Le 19 juin 1965, alors que Yacine rendait visite à sa soeur Fadela bent Yasmina, l'électricité fut coupée à Sedrata. Yacine, accroché à la radio, devint enragé quand il a su que Tahar Zbiri, lui aussi de la région de Sedrata (Ouled Itzhakde Aïn Snab), était chargé de déloger Ben Bella pour le compte de Boumediene. Le même Zbiri dut recourir à l'affrontement en 1967 avec Boumediene pour le déloger. Mais ce fut un éÒchec. Yacine aime traiter Boumediene d'arriviste : «Ja man tali qual a mali.» Il est venu de la dernière rangée pour réclamer lui aussi le butin. Boumediene n'a jamais pu emprisonner Yacine, cet ennemi déclaré de l'arabo-orientalisme. En arrivant à Sedrata voir sa soeur, il venait de rentrer de France pour rencontrer Ben Bella sur la demande de ce dernier. Paradoxal comme cela a pu l'être , ce centre urbain est devenu l'unique ville de l'Algérie dont quatre de ses enfants siégèrent dans le Conseil de la révolution — tenez-vous bien — de Boumediene en 1965 : Abdallah Belhouchet, Tahar Zbiri, Saïd Abid et Salah Soufi, né Bendidi. Deux ans après, ce fut la mort mystérieuse du colonel Abid Saïd et en 1975, c'est un accident étrange qui coûta la vie à Salah Soufi.
A l'époque coloniale, la commune mixte a vu la naissance de Roth Roger, maire de Skikda et membre du gouvernement de Fares Abderahmane. Sedrata se rattache aussi à trois grands propriétaires fonciers de l'Est, la zaouïa Tijania, la famille Azzag et les Haj Hamou, des exilés de Meliana. Pour bien marquer son héritage historique et culturel, Yacine prit en 1975 une célèbre photo près d'un claveau romain portant l'inscription latine EVNVCV, c'est-à-dire l'Eunuque, une pièce de théâtre qui s'est jouée dans ce coin il y a plus 1.900 ans.

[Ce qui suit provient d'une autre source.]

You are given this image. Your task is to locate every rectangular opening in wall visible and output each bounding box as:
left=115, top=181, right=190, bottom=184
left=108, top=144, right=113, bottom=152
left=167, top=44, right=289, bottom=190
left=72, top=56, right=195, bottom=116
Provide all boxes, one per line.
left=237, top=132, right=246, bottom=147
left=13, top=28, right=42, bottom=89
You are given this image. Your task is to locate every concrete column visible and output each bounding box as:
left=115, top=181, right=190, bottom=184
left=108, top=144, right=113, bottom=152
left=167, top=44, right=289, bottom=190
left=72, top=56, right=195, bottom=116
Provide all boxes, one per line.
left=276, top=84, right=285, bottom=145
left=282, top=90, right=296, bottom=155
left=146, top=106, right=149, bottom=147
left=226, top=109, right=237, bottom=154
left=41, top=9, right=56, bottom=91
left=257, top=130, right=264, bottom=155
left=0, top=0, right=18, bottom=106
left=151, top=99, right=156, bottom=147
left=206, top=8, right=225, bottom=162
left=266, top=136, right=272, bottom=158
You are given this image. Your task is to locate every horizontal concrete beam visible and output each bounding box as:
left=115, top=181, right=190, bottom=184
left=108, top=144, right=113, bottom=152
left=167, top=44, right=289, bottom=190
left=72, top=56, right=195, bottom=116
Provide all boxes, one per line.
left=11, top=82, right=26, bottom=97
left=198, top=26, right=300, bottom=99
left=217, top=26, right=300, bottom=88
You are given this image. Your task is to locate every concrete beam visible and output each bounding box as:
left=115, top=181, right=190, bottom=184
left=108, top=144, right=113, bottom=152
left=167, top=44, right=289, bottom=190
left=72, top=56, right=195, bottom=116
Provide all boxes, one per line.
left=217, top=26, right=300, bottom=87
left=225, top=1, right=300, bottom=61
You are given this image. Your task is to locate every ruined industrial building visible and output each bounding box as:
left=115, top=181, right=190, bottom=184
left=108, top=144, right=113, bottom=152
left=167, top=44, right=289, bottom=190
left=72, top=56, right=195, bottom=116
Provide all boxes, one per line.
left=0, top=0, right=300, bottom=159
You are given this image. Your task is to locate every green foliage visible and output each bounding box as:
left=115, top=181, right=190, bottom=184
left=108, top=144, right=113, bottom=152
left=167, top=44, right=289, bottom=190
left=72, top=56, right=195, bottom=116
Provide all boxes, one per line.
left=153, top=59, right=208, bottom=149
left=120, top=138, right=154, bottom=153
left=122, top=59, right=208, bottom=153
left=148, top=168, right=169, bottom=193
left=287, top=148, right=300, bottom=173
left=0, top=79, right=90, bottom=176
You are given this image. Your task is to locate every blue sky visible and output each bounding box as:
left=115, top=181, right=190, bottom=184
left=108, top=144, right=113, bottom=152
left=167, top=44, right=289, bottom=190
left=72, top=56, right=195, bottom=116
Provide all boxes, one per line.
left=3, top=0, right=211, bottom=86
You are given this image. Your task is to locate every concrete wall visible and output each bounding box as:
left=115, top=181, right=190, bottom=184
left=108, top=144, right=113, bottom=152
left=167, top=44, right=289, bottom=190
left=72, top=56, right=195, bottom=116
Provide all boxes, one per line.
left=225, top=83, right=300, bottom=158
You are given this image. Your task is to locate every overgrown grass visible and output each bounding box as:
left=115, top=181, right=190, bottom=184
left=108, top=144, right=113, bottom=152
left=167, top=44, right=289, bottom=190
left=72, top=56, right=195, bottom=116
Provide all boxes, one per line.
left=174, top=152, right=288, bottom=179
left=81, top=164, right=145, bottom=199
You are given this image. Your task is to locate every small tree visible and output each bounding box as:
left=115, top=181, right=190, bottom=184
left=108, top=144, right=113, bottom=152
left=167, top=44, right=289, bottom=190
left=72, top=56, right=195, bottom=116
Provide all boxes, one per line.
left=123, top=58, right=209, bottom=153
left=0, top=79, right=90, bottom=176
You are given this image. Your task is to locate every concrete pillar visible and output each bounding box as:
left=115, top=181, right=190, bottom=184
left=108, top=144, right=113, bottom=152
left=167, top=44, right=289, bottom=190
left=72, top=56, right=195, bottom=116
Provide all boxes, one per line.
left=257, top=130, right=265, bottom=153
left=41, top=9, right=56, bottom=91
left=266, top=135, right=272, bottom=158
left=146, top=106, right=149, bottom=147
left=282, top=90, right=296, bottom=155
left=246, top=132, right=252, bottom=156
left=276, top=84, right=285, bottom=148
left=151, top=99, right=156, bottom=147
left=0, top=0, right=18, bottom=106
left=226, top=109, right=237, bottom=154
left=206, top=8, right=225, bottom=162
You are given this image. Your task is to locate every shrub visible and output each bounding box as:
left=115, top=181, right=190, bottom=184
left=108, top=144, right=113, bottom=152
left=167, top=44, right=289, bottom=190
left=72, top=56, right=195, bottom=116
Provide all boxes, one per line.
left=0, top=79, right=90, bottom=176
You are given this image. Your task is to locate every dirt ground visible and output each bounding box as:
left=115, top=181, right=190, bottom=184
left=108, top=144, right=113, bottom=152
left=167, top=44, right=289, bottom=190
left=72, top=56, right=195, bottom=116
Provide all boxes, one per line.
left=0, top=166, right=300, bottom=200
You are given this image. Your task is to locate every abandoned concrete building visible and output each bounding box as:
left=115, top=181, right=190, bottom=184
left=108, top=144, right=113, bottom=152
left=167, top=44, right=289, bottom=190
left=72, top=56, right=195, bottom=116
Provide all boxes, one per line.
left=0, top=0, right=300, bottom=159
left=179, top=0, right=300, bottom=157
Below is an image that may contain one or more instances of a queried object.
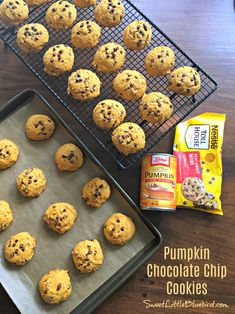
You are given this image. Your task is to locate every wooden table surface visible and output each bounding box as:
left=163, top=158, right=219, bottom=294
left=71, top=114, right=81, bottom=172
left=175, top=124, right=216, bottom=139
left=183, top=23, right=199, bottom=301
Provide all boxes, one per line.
left=0, top=0, right=235, bottom=314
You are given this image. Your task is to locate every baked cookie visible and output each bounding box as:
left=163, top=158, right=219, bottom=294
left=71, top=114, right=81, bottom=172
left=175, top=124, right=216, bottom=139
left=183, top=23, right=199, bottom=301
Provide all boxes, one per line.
left=46, top=0, right=77, bottom=30
left=82, top=178, right=111, bottom=208
left=93, top=99, right=126, bottom=129
left=112, top=122, right=145, bottom=155
left=168, top=66, right=201, bottom=96
left=67, top=69, right=101, bottom=101
left=55, top=143, right=84, bottom=171
left=5, top=232, right=36, bottom=265
left=71, top=20, right=101, bottom=49
left=104, top=213, right=135, bottom=245
left=123, top=21, right=152, bottom=50
left=92, top=43, right=125, bottom=73
left=0, top=200, right=13, bottom=231
left=16, top=168, right=47, bottom=197
left=43, top=44, right=74, bottom=76
left=39, top=269, right=72, bottom=304
left=0, top=0, right=29, bottom=25
left=140, top=93, right=173, bottom=124
left=72, top=240, right=104, bottom=273
left=113, top=70, right=147, bottom=100
left=0, top=138, right=19, bottom=170
left=16, top=23, right=49, bottom=53
left=25, top=114, right=55, bottom=141
left=145, top=46, right=175, bottom=76
left=95, top=0, right=125, bottom=27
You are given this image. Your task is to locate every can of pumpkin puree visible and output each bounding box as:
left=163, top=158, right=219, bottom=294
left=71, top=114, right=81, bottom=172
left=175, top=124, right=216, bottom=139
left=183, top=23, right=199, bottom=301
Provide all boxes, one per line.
left=140, top=153, right=176, bottom=211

L'auteur de la pièce est Térence l'Africain (Publius Terentius) mort à Carthage en 159 avant Jésus-Christ. C'est lui qui disait : «Je suis homme et tout ce qui est homme ne m'est pas étranger.» Elle aime rappeler à ceux qui ne la connaissent pas que ses régions ont connu l'homme au temps du néolithique inférieur comme en témoignent les gravures rupestres des Grottes du lion (Kef Messaouer). Au temps des Romains, cette plaine et son cadre montagneux marquaient le début du territoire de la puissante tribu du Misullames ou Misulamus à laquelle appartenait le guerrier Takfarinas, le général qui assiégea la cité romaine de Khemissa. Yacine aimait répéter en latin : Tacfarinas auget vires positisque castris thubuscum oppidum circumsidet (Tacfarinas recommenca la guerre et vint assiéger le fort Thubuscum). Il y a 2.000 ans qui nous sépare de cette guerre. Je me rappelle d'un incident qui lui était arrivé à Guelma .
Un P/APC ignorant, pirate de l'huile de table au temps du parti unique, l'avait agressé violemment. Ce fut un choc : Yacine giflé ! On croirait pas nos oreilles ! Des volontaires venus de partout étaient prêts à aller régler le compte à l'agresseur, mais Yacine ne voulait pas, il n'avait même pas déposé plainte. En 1985, je vis Yacine à Constantine pour la dernière fois. Il aurait trouvé dans ce jeune que je fus la combinaison de Sfahli et de Sedrata.